The study found that 19 per cent of the UK’s top 240 retailers fail to offer any payment choice outside of mainstream credit and debit cards, despite further research suggesting that having at least three payment options can increase conversion by 30 per cent.

“It’s the final – and potentially most critical - stage in the purchasing cycle, so it’s surprising that so many of the UK’s biggest retail players are limiting their conversion potential by overlooking the importance of payment options,” said Tim Johnson, chief sales officer at Visualsoft.

The most popular alternative payment method, as expected, was found to be PayPal – with 71 per cent of retailers offering the payment option alongside traditional credit and debit card payment. These retailers usually see around 25 per cent of customers using this option.

On the other hand, only eight per cent of retailers allow customers to use gift cards and other vouchers when they are making purchases online.

 “This may be particularly pertinent around Valentine's Day, when millions of gift cards are set to exchange hands,” said Johnson. “However, many shoppers may face disappointment when they are only able to use their credit in bricks-and-mortars stores.

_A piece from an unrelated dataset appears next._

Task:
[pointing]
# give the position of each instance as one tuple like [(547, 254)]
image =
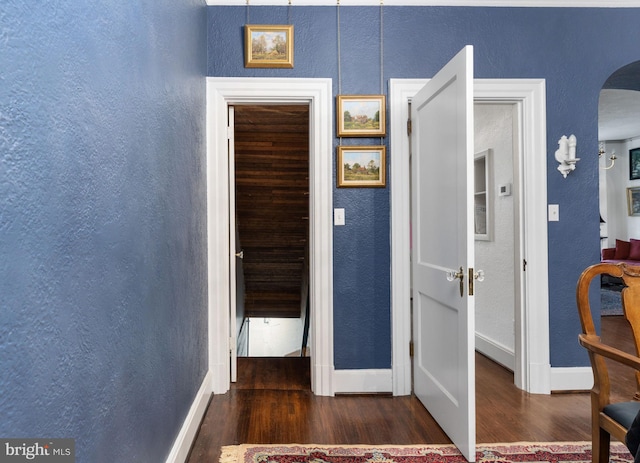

When considering the example of this Christmas period, which saw online sales grow 18 per cent on 2016, the inability to use gift cards online seems oddly out-of-step with the current consumer trend for avoiding the high street and shopping from home.”

International growth is also a problem for retailers due to their limited payment options. 38 per cent of retailers were found to offer no option to pay with international currency, which could lose sites up to 13 per cent of customers, according to estimates.

“Perhaps more worrying still is that retailers are shying away from the potential of international sales,” said Johnson. “Outside of the UK, customers are already well adjusted to using alternate payment types - such as in Holland where payment solution, Ideal, processes around 55 per cent of transactions. This could prove crucial in a post-Brexit era, when providing US shoppers with their most popular payment options and charging in dollars could pay dividends.”